'I found 11th Century coins months into my career'

A man who found a hoard of 11th Century coins just months into his archaeology career said the discovery was made all the more sweet by being unearthed near his home town.
Andrew Pegg, 49, from Leiston, Suffolk, spent 24 years working in the retail industry before he felt he needed a change.
He enjoyed metal detecting and heard about an open traineeship to become a qualified archaeologist.
After completing this, he then joined an Oxford Cotswold Archaeology excavation at Sizewell C - just outside his home town - where he found 321 silver coins in mint condition.

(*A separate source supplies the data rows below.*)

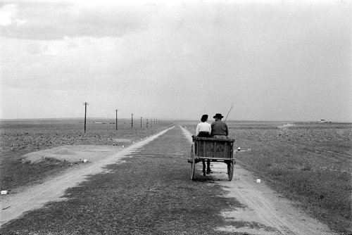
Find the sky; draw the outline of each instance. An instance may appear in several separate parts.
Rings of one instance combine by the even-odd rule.
[[[0,118],[352,122],[351,1],[0,1]]]

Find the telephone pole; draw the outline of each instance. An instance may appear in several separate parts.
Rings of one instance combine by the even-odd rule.
[[[85,106],[85,111],[84,111],[84,133],[86,132],[86,120],[87,120],[87,106],[88,105],[89,103],[84,102],[83,103],[83,105]]]
[[[118,109],[116,110],[116,130],[118,130]]]

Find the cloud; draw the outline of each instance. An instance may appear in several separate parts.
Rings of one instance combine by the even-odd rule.
[[[118,37],[143,30],[148,12],[139,6],[111,3],[14,1],[0,10],[2,37],[36,40],[68,37]]]

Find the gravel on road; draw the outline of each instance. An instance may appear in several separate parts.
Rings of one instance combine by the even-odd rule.
[[[4,224],[1,234],[228,234],[220,212],[243,207],[211,176],[190,179],[191,144],[173,128],[108,172]]]

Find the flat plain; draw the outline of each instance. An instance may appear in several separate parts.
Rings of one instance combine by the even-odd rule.
[[[50,158],[38,163],[24,161],[26,153],[64,145],[118,147],[175,125],[194,133],[197,122],[171,121],[132,129],[130,120],[121,120],[116,131],[112,121],[89,120],[84,133],[78,120],[2,121],[1,189],[37,184],[48,175],[73,167],[71,162]],[[236,140],[235,148],[241,149],[235,153],[237,164],[331,229],[343,234],[352,232],[351,124],[227,123],[230,137]]]
[[[195,133],[196,122],[184,124]],[[352,233],[351,123],[227,124],[235,148],[242,149],[237,164],[331,229]]]

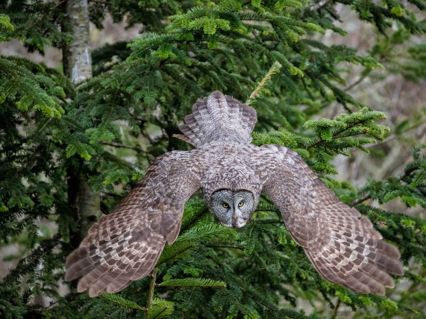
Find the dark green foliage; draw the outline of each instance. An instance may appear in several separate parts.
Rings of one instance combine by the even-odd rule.
[[[344,0],[311,10],[315,2],[89,1],[90,19],[98,27],[107,14],[116,22],[127,14],[129,26],[144,27],[130,43],[93,51],[94,77],[76,86],[43,63],[0,57],[0,245],[26,245],[17,265],[0,284],[0,317],[325,318],[338,300],[355,318],[425,318],[426,222],[381,207],[397,199],[426,208],[424,146],[414,149],[400,176],[370,179],[359,189],[322,174],[336,174],[334,157],[355,149],[368,152],[366,145],[383,140],[390,129],[379,124],[386,114],[344,89],[345,66],[362,66],[363,77],[384,66],[383,74],[424,80],[426,48],[404,43],[425,31],[414,16],[426,5],[410,1],[410,11],[394,0]],[[328,29],[345,34],[335,25],[337,3],[383,34],[369,55],[315,40]],[[69,29],[62,28],[64,5],[60,0],[2,2],[0,41],[19,39],[30,51],[62,48],[72,37],[61,32]],[[391,33],[392,23],[398,30]],[[189,149],[173,135],[196,99],[215,90],[256,108],[254,144],[298,152],[341,200],[356,206],[397,246],[408,289],[399,289],[397,279],[396,288],[379,296],[331,284],[293,240],[268,199],[261,198],[250,223],[234,230],[215,222],[197,193],[185,206],[179,237],[166,245],[153,276],[119,294],[90,298],[77,293],[72,283],[69,293],[60,296],[56,288],[65,258],[79,243],[78,215],[66,196],[69,168],[101,192],[101,210],[108,214],[154,158]],[[253,91],[261,92],[256,100],[250,97]],[[318,120],[336,101],[347,113]],[[395,134],[416,123],[402,123]],[[369,199],[377,199],[379,206],[367,205]],[[57,231],[43,232],[46,220],[54,222]],[[35,304],[37,296],[52,297],[54,303]],[[313,312],[306,314],[300,301],[312,305]]]

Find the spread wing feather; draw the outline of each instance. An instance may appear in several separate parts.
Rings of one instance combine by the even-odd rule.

For years, Mr Pegg had managed a Leiston hardware store, but he said his career there did not offer a lot of "variety".
In 2022, a friend who worked at Cotswold Archaeology invited him to a community excavation.
He enjoyed metal detecting in his spare time in the local area and wondered if the dig could be "a foot in the door" to the archaeology world.
After this, Mr Pegg heard about an open traineeship to become an archaeologist with Cotswold Archaeology and he "took the jump" to apply.
He completed it to become a qualified archaeologist and has recently been promoted.
"As long as you've got the interest for it, and you're prepared to put up with the weather conditions sometimes, as long as you've got the passion for it, I think the majority of people are fine and have that capability to progress," Mr Pegg said of the work.

The first major project Mr Pegg worked on was excavations at Sizewell C, led by a partnership between Oxford Archaeology and Cotswold Archaeology.
About nine months after starting, he found the hoard of 11th Century coins, which the team believed could have been the savings pot of a local figure, fearing regime changes following the coronation of Edward the Confessor.
The coins date between 1036 and 1044 during the reigns of Harold I, Harthacnut and Edward the Confessor.
Mr Pegg said none of the team "expected anything like that" to be found at the site and it was an "incredible" surprise.
"It's my backyard - I was born in Leiston and I've never lived anywhere else," he added.
"I think there was some kind of fate involved in that... to find it where you live, where you grew up, we've never done archaeology on this kind of scale in the immediate area of Leiston before and to find something like that is mind blowing really."

Mr Pegg is now working on excavations in Wickham Market, Suffolk, and encouraged anyone thinking of a career change into archaeology to take the plunge.
"It's not just the folk out of college and university with their varying degrees, they took me on at 47 - quite late in life - and I had no archaeological background at all," he said.
"I know there's a couple of my other colleagues have gone down a similar route so it's not that niche.
"There is quite an open audience as to who can do this job, it's not a closed book by any means.
"You just need to have the interest and passion for it."